Whinger or investor rights campaigner? Views of China Gas depend on whether you are ENN Energy and Sinopec, its hostile suitors, or those it claims are affected by an “unreasonable” deal timetable (three months, no absolute offer, and counting). China’s first hostile bid by a state-owned enterprise for a domestic company has quickly adopted international dealmakers’ familiar PR gambits. But its Chinese element adds a new, untested dimension.
Sinopec and ENN Energy launched a HK$3.50-a-share offer for 50.1 per cent of China Gas in mid-December, valuing the target at over $2bn. The offer is conditional on a nod from the ministry of commerce. This has restrained the hostile suitors from a determined wooing. It is China Gas, however, that claims to be the most upset: it has described the wait – common to all China takeovers – as “unreasonable” for its upset workers and for shareholders. It has used the time to prepare its defence: some of its closest friends, including London’sFortune Oil, have been busy boosting their stakes (Fortune now owns 14 per cent). This has helped push China Gas’s shares to almost HK$3.80.

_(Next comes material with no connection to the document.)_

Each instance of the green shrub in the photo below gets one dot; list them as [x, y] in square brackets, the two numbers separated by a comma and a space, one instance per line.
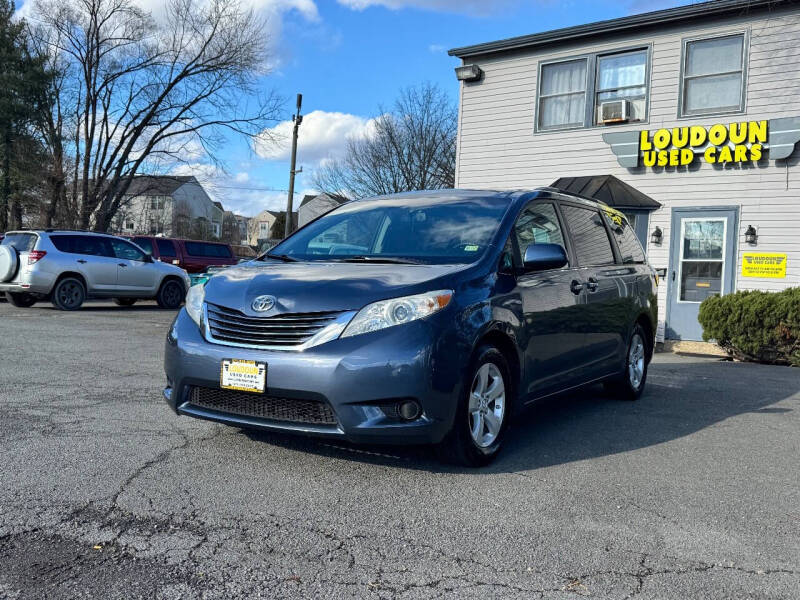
[755, 326]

ENN and Sinopec maintain their offer is “fair value” (bidspeak for “hmmm”). The deal has logic. Sinopec has interests in liquefied natural gas but lacks China Gas’s urban distribution network. ENN is big and growing in this field. But there are costs: while Sinopec can cover its stake out of free cash flow, ENN risks losing its investment grade rating. In December, the offer represented a 25 per cent premium and caught China Gas at a moment of weakness: founder Liu Minghui was jailed in 2010 and investigated for embezzlement. He has since been released. The suitors cannot raise their offer, if they wanted to, until Beijing decides. This could take months. Plenty of time for them to fight back in other ways, however – if, of course, they want to.